The field of clinical genomics continues to evolve, and with it, the guidelines for variant classification must adapt to ensure accuracy, consistency, and clarity. The Zifo Clinical Genomics team recently attended ClinGen's workshop, Overview of DRAFT ACMG/AMP v4 Sequence Variant Guidelines, as well as the ACMG 2025 Clinical Genomics Meeting. These sessions provided valuable insights into the upcoming ACMG v4 guidelines. In this blog, we highlight key observations and updates compared to the previous version.
Key Insights
One of the most notable advancements is the complete overhaul of evidence codes assigned to each attribute. These codes have been redesigned to more intuitively reflect the core concept of each attribute, making the classification framework more concept-driven, user-friendly and precise in guiding variant classification.
While the foundational concepts remain largely intact, the current revision has streamlined the evidence structure by consolidating overlapping codes. For example, the previously separate codes PS2 and PM6, both relating to de novo probands, have now been merged into a single unified code—OBS_DNV. This change not only simplifies the application of the guidelines but also reduces the risk of double counting evidence, thereby enhancing the accuracy of variant classification. Furthermore, unlike earlier versions where evidence codes carried fixed strengths, the new framework assigns flexible point ranges based on context, allowing for a more nuanced and dynamic evaluation.
The structure of evidence codes has also undergone a substantial evolution. The v3 evidence codes were grouped into eight separate evidence concepts, often resulting in related codes being scattered across categories without restrictions on combined usage. To address this, v4 introduces a "Hierarchical Structure of Evidence," providing a clear framework that prevents redundancy and double counting. This hierarchy is organized into four levels: Evidence Category > Evidence Concept > Evidence Code > Code Components, each with its own sub-branching as required. A point cap system is applied across all these levels (currently under development,) to ensure that overlapping evidence does not inflate scoring. Rather than assigning fixed strengths to codes, the framework now uses continuous Bayesian point-based scoring, determined through detailed code-specific tables and flowcharts.
While the definition at the “code component” level is still under development, the high-level updates are likely to spark curiosity and surprise upon first encounter. With respect to allele frequency, v4 introduces a significant advancement by recommending customized cutoffs tailored to each gene, recognizing that gene characteristics and prevalence can vary widely. Furthermore, v4 recommends checking splicing effects for all amino acid changes and integrating functional data with predictive data. It also advances the framework by incorporating seven extensive flow diagrams, each systematically outlining end-to-end guidance detailing each step for evaluating predictive data.
Another major refinement is the heightened focus on gene-disease association as a primary criterion for reporting pathogenic variants. To classify a variant as Likely Pathogenic (LP), a minimum of moderate gene-disease association is now required. Conversely, variants associated with disputed or refuted relationships are excluded from reporting, regardless of their classification. This clear distinction improves the reliability of variant classification, ensuring that patients receive more accurate and definitive diagnoses.
One of the pivotal and most exciting advancements is the introduction of Variant of Uncertain Significance (VUS) subclassification, aimed at enhancing clarity in clinical reporting. Although detailed recommendations on this are still pending, these subcategories are designed to indicate whether a variant leans more toward benignity or pathogenicity. This added granularity supports more informed clinical decision-making and makes reporting more comprehensive. The Bayesian scale ranges from ≤ -4 to ≥10, with scores between 0 and 5 representing Uncertain Significance, further divided into Low, Mid, and High categories.
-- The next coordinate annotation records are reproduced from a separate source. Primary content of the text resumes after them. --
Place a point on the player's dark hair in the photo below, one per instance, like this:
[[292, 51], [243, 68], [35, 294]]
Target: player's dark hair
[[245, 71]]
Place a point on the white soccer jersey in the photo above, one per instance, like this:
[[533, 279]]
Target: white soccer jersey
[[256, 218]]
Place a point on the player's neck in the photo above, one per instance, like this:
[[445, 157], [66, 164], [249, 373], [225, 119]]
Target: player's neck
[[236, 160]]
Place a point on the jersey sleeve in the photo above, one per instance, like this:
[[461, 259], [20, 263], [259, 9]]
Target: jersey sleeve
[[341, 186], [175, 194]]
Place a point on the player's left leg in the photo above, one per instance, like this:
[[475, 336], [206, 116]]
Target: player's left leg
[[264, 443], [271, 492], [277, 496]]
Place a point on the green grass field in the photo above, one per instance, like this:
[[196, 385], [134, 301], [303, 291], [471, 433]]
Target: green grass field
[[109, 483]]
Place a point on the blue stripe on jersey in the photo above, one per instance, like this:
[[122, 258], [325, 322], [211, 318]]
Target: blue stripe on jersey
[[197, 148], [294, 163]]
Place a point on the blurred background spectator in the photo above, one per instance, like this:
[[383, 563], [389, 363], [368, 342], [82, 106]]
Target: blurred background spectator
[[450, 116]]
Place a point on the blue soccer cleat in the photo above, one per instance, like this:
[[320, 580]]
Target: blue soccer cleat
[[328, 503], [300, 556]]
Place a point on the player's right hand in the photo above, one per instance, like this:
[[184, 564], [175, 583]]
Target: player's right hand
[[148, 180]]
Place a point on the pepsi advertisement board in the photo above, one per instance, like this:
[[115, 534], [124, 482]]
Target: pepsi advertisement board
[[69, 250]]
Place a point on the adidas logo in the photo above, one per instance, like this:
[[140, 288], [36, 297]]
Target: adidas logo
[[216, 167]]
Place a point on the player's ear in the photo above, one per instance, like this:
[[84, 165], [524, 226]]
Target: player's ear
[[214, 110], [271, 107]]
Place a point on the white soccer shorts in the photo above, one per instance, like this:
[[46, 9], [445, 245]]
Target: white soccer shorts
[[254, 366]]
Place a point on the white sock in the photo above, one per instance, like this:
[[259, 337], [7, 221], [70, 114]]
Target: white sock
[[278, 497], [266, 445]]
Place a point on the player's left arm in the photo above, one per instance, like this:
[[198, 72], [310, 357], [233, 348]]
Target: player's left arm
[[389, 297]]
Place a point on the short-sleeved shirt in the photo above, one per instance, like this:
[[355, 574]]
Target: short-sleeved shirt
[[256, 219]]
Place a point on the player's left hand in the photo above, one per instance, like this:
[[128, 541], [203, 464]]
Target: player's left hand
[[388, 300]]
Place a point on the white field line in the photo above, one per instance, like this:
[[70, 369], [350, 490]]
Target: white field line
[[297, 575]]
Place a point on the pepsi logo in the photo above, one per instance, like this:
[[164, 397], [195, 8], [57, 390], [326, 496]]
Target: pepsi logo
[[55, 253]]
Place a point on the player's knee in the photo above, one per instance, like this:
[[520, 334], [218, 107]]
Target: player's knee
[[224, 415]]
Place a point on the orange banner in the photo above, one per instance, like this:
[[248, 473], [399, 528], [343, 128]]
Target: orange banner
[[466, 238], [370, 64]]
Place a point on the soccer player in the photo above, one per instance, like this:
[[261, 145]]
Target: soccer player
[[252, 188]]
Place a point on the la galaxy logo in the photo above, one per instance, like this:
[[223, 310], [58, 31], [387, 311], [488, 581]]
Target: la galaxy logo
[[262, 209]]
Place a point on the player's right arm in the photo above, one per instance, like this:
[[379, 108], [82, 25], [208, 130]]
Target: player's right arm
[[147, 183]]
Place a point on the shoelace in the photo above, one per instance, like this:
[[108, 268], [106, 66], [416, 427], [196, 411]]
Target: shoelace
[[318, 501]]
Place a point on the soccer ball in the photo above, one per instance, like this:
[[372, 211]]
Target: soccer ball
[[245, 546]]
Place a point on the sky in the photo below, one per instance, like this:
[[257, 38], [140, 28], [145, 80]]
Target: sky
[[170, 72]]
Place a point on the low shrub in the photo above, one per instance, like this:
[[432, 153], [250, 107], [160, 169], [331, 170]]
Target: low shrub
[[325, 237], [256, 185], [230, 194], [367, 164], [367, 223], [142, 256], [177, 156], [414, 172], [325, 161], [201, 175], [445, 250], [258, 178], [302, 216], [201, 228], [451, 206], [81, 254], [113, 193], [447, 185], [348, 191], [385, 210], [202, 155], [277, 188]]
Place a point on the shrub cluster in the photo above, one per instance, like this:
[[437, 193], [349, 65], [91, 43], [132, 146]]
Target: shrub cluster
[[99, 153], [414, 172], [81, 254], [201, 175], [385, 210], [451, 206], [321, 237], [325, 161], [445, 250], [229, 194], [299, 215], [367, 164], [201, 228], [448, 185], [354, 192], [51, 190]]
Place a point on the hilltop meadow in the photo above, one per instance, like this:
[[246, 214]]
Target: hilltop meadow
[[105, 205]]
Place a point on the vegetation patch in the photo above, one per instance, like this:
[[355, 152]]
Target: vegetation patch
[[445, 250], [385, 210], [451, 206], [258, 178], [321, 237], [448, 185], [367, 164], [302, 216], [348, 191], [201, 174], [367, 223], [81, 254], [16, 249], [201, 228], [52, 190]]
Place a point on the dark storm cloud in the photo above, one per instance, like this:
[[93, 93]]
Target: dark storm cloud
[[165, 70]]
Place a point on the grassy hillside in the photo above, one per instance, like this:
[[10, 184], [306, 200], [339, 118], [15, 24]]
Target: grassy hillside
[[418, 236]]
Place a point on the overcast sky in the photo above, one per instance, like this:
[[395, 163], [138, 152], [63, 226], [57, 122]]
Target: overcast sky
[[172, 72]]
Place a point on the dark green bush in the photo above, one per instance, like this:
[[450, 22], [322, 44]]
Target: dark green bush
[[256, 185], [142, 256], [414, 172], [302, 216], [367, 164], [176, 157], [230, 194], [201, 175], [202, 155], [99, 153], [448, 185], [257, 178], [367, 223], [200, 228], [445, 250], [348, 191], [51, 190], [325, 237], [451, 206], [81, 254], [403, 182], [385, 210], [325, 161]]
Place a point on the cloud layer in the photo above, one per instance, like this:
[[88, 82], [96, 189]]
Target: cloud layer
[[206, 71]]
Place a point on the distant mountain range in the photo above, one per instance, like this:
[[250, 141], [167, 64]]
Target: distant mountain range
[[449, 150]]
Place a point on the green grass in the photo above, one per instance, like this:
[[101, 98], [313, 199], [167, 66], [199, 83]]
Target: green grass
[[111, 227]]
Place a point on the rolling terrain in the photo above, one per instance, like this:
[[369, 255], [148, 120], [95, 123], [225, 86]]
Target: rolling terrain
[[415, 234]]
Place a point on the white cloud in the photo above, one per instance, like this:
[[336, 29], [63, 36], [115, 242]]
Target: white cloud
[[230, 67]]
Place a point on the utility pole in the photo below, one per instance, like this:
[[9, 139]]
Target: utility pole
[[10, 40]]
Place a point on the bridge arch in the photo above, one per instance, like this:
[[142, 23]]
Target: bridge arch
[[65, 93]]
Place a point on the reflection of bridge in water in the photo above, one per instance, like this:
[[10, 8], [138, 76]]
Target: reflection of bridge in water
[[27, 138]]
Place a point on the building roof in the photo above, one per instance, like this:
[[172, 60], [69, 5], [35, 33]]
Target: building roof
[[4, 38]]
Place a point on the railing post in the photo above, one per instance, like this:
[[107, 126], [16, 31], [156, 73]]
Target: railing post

The final insight concerns the rules for combining criteria. Under v3, classification as LP required at least two attributes at an appropriate strength, regardless of the strength of individual attributes. This approach ensured a reliable assessment of pathogenicity and effectively prevented over-weighing. In contrast, the new Bayesian point-based scale, while enabling more effective combinations of evidence codes, also allows a variant to reach the LP classification with just one evidence code. This applies to benign lines of evidence as well.
Conclusion
In summary, the latest ACMG classification guidelines represent a significant advancement toward a more structured, precise, and flexible framework for variant classification. These updates are expected to greatly enhance the clarity and reliability of genetic testing, ultimately improving patient care and clinical decision-making.
However, this refined system also introduces certain challenges. It is likely to reduce the number of variants classified as VUS and increase the number of Likely Benign classifications—a shift that can be viewed as both beneficial and potentially limiting. It also places heavy reliance on predictive and functional data, with comparatively less emphasis on human observational data. Furthermore, the presence of multiple detailed flow diagrams may feel challenging for some users.
That said, the clearly defined standards offer the advantage of bringing uniformity across classifiers, reducing subjectivity, bias and variability in classification. The guidelines are currently in the pilot phase and are subject to further refinements before their official release, anticipated by mid-2026. Recognizing the critical factors discussed, the working group has sensibly recommended a year-long transition period for variant classifiers to adapt to these new changes.